Here is a circuit for a versatile thermometer using multiple sensor types:

• Instrumentation Amp – Differential amplifier subtracts voltage across RTD sensor to produce amplified temperature signal. High common mode noise rejection.
• Thermocouple Amp – Amplifies small thermocouple voltage. Cold junction compensation circuit removes reference junction error.
• Thermistor network – Voltage divider circuit produces thermistor signal readable by ADC.
• ADC – Digitizes signals from all three sensors using input multiplexer and single ADC.
• Microcontroller – Manages ADC measurements. Applies linearization and conversion algorithms specific to each sensor type.
• Display – Shows current reading. Can display temperature from selected sensor.

This flexible design supports thermocouples, RTDs, and thermistors. The microcontroller software provides cold junction compensation and linearization for accurate readings from multiple sensor types.

Isolated Thermocouple Thermometer

For very high temperature measurements with thermocouples, an isolated circuit is required for safety and noise rejection:

• Thermocouple – Acts as the temperature transducer based on differential voltage produced by dissimilar metal junctions.
• Isolation Amplifier – Provides electrical isolation and protects low voltage circuitry from high common mode voltages. Also removes noise.
• Cold Junction Compensator – Specialized integrated circuit measures reference junction temperature and compensates voltage to eliminate reference errors.
• ADC – Digitizes the compensated thermocouple voltage for the microcontroller. High resolution ADC improves accuracy.
• Microcontroller – Applies linearization algorithms specific to the thermocouple type. Calculates and displays temperature.
• LCD Display – Shows current temperature reading up to 3-4 digit precision.

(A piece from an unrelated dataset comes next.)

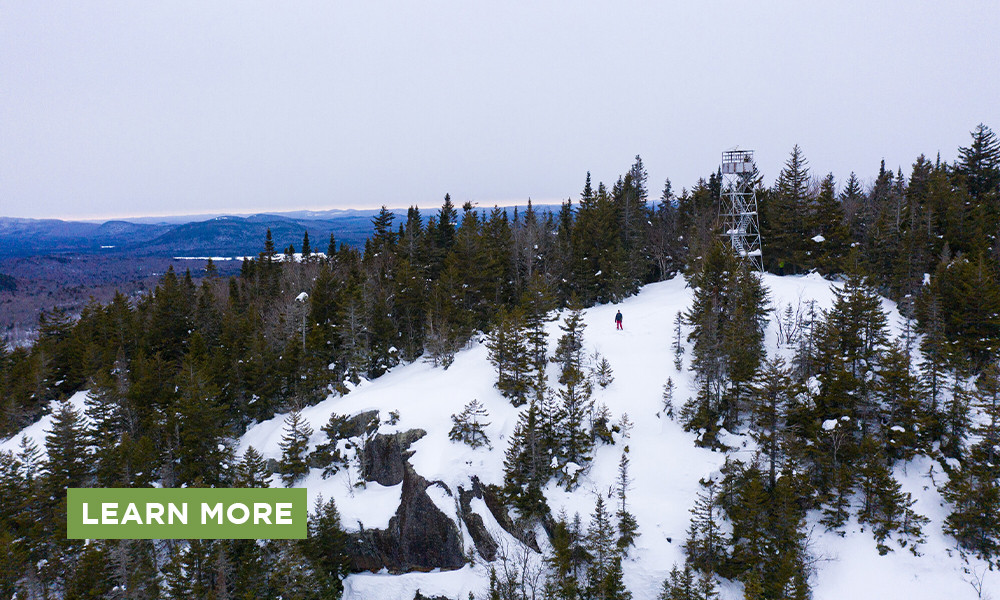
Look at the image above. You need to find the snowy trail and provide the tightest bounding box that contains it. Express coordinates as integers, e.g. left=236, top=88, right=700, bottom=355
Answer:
left=0, top=275, right=1000, bottom=600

The combination of isolation amplifier and cold junction compensation allows this circuit to accurately measure very high temperatures in industrial environments.

Summary

• Digital thermometers convert temperature into an electrical signal and then digitize it to display a numeric temperature reading.
• Key components include temperature sensors, amplifiers, ADCs, microcontrollers, displays, and power supplies.
• Popular sensors used include thermistors, RTDs, thermocouples, and integrated sensors like the LM35.
• Circuit techniques like isolation, linearization, and cold junction compensation help improve measurement accuracy.
• A microcontroller running sensor-specific code allows a single circuit to support multiple sensor types.
• Digital thermometer circuits can be very simple or highly complex depending on the required measurement range and precision.

FAQ

What are the main components of digital thermometer?

The core components are the temperature sensor, signal conditioning circuitry, analog-to-digital converter, microcontroller/display driver, display, and power supply. Additional components improve linearity, isolation, accuracy, etc.

What temperature sensor is most accurate?

Platinum RTD sensors provide the highest accuracy and stability. However integrated sensors like the LM35 also offer excellent linearity and precision. Thermocouples are highly versatile for wide temperature range but need compensation.

What communication protocols are used in digital thermometers?

Many industrial digital thermometers use HART, Profibus, or Modbus for digital communication overtwisted pair wires or RS-485 links. This allows remote temperature monitoring and digitization.

How does software improve digital thermometer accuracy?

Linearization algorithms running on the microcontroller improve sensor accuracy by correcting non-linearities inherent in devices like thermistors and thermocouples over their operating range.

How does isolation improve digital thermocouple thermometers?

Isolation amplifiers prevent ground loops, reject common mode noise, and protect internal low voltage circuitry from the high voltages that can be produced by thermocouples monitoring very high temperatures in industrial processes.